Diabetes insipidus is a hereditary or acquired medical disorder characterized by polyuria, polydipsia, and urine with low specific gravity and osmolality.1,3 It is broadly classified as central diabetes insipidus(DI), which is characterized by deficiency or impaired secretion of arginine vasopressin (AVP) and nephrogenic DI which is characterized by resistance to the action of AVP.3

Postpartum diabetes insipidus can be a part of Sheehan's syndrome or transient gestational DI due to increased vasopressinase activity.1 The estimated prevalence of vasopressinase-induced DI is approximately 2–4 in 1 lakh pregnancies.4,5 The level of vasopressinase decreases to undetectable level approximately 5–6 weeks after delivery, thereby leading to a transient picture of DI.6 Sheehan's syndrome is a notable cause of postpartum hypopituitarism and is characterized by anterior and posterior pituitary hormone deficiency.7 It is usually a result of severe hypotension and shock due to postpartum haemorrhage, manifesting as lactation failure, asthenia, genital hair loss, hypopigmentation, psychiatric disturbances, cognitive dysfunction, and diabetes insipidus.1,7 Vasopressinase-induced DI usually remits by delivery,8 but isolated cases of postpartum DI complicated by placental abruption extending up to four weeks have been reported in the medical literature.1 Our case is unique in that the patient underwent uneventful LSCS without any obvious cause of unregulated vasopressinase release in circulation, presenting with DDAVP-responsive DI. We postulate that the baseline vasopressinase levels might have been high in this patient because of a low birth weight baby, mild intrauterine growth restriction (IUGR) and higher placental weight/birthweight ratio.9 Impaired hepatic clearance of vasopressinase may have contributed to DI, which is evident by concomitant hepatic enzyme derangement. Postpartum DI is commonly observed in multiple gestations, twin pregnancies, assisted In Vitro Fertilization, pre-eclampsia, eclampsia, and hepatic steatosis.1,8,9 DDAVP is resistant to degradation by vasopressinase1,9 and hence it produced an optimal clinical response. This patient came under the ambit of postpartum preeclampsia because the patient presented with new-onset headache, visual blurring, accelerated hypertension, and mild liver dysfunction, which may also have contributed to the pathogenesis of DI.1,9,10 Our patient had transient central diabetes insipidus which settled after 4 weeks which is evident by normalization of serum ADH.

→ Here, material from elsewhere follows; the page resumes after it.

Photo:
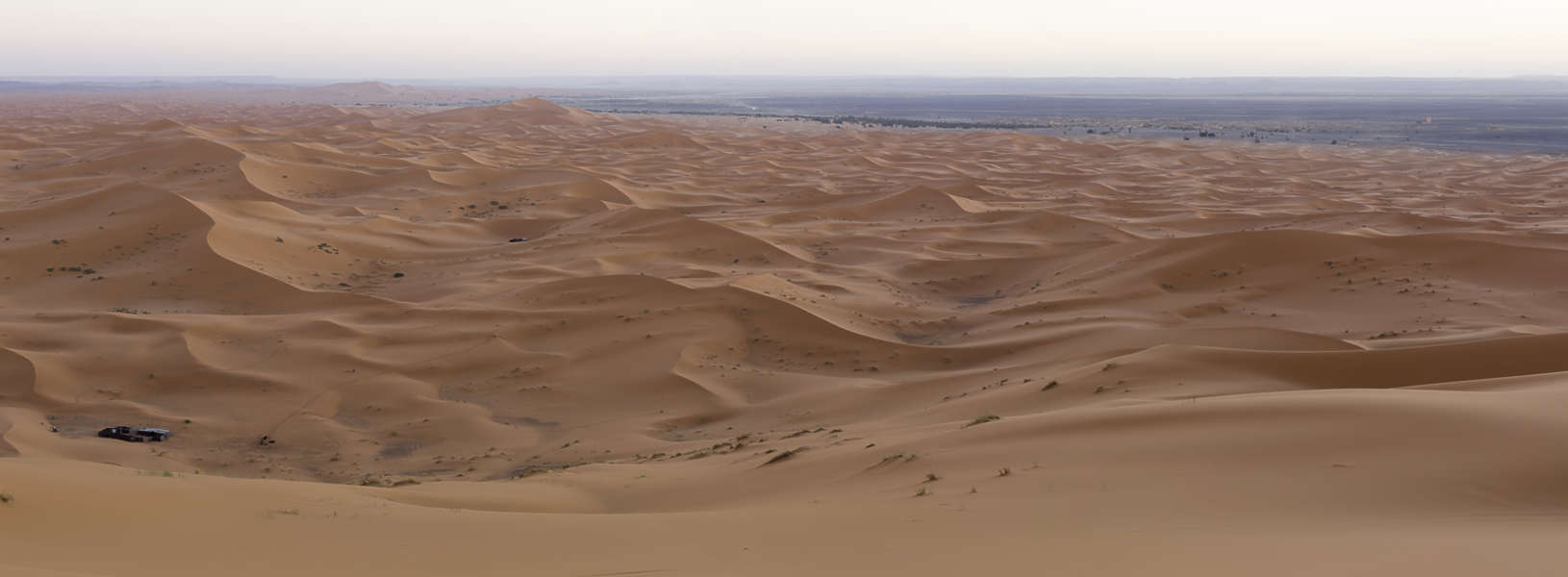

This case highlights the importance of postpartum preeclampsia, higher placental/birth weight ratio, IUGR, and hepatic dysfunction as contributors to the pathogenesis of transient postpartum diabetes insipidus.

Statement of ethics

This letter of editor was drafted after written informed consent of the patient in conformity with CARE clinical case reporting guidelines.

Financial disclosures

This case did not receive any special grant or funding from public or private sources.

Authors’ contributions

Gerry George Mathew was responsible for conceptualisation, design, writing original draft, editing, visualization, investigation, sourcing and editing of clinical images, investigation results, critical revision of important intellectual content and approving final manuscript. Sharmila Ganesan was responsible for visualization, sourcing and editing of clinical images, critical revision of important intellectual content and gave final approval of the manuscript.

Informed consent

Written informed consent of the patient was obtained prior to the submission of the article.

Conflicts of interest

The authors declare that they have no competing interests.

Data availability statement

The data for substantiating the findings of this manuscript are available with corresponding author and can be made available on request.

Acknowledgements

The authors acknowledge the wholehearted encouragement of Dr. Nandakumar Chandrasekar, Consultant physician, Kathir memorial hospital who helped in logistics of managing patient, and Dr. Shankaranand, consultant anaesthetist, Kathir memorial hospital for this case report.